Johann Wilhelm Ludwig Gleim: 15. Der Rabe und die Pfauen (1761)

1Auf eines Fürsten Hof ging eine Herde Pfauen;
2Ein Aufzug, welchen anzuschauen
3Kein Auge müde ward; denn jeder trug sein Rad,
4Mit Farben, wie sie nur der Regenbogen hat,
5Gebreitet hinter sich, ein wenig stolz darauf!

6Aus den empor gestiegnen Rädern
7Entfielen wunderschöne Federn,
8Und nicht umsonst! Ein Rabe las sie auf
9Und schmückte heimlich sich damit,
10Und ging, mit abgemeßnem Schritt,
11In die Versammlung rechter Pfauen;
12War auch ein wenig stolz, und ließ sich auch beschauen.
13Allein man kannt' ihn allsobald;
14Nahm ihm den fremden Zierrat ab,
15Biß ihn gelinde, gab
16Dem armen Dieb die vorige Gestalt.

17So leicht gestraft, ging er mit großen Freuden wieder
18In die Gesellschaft seiner Brüder.
19In dieser aber kam er noch weit übler an:
20Denn sein Vergehen war den Raben kund gethan.

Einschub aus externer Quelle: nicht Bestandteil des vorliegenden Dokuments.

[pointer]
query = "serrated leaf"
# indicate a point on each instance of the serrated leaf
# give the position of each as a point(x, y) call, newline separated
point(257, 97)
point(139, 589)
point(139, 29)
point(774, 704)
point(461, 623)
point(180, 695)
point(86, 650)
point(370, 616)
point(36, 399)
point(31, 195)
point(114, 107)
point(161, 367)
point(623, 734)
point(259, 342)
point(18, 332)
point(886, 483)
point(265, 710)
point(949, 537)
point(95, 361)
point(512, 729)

21Sie stehn umher um ihn, sie lachen, spotten, schrein:
22Herr Pfau! Herr Pfau! Herr Pfau! sie hauen auf ihn ein,
23Und raufen ihm, einmütig, mit Gewalt,
24Die eignen und die fremden Federn aus.
25Der arme Schelm entflieht in eines Dichters Haus,
26Und rettet sich, allein in kläglicher Gestalt!

(Aus: Haider, Thomas. A Large Annotated Reference Corpus of New High German Poetry. In: Proceedings of the 2024 Joint International Conference on Computational Linguistics, Language Resources and Evaluation (LREC-COLING 2024), S. 677–683, Torino, Italia. ELRA and ICCL. 2024.)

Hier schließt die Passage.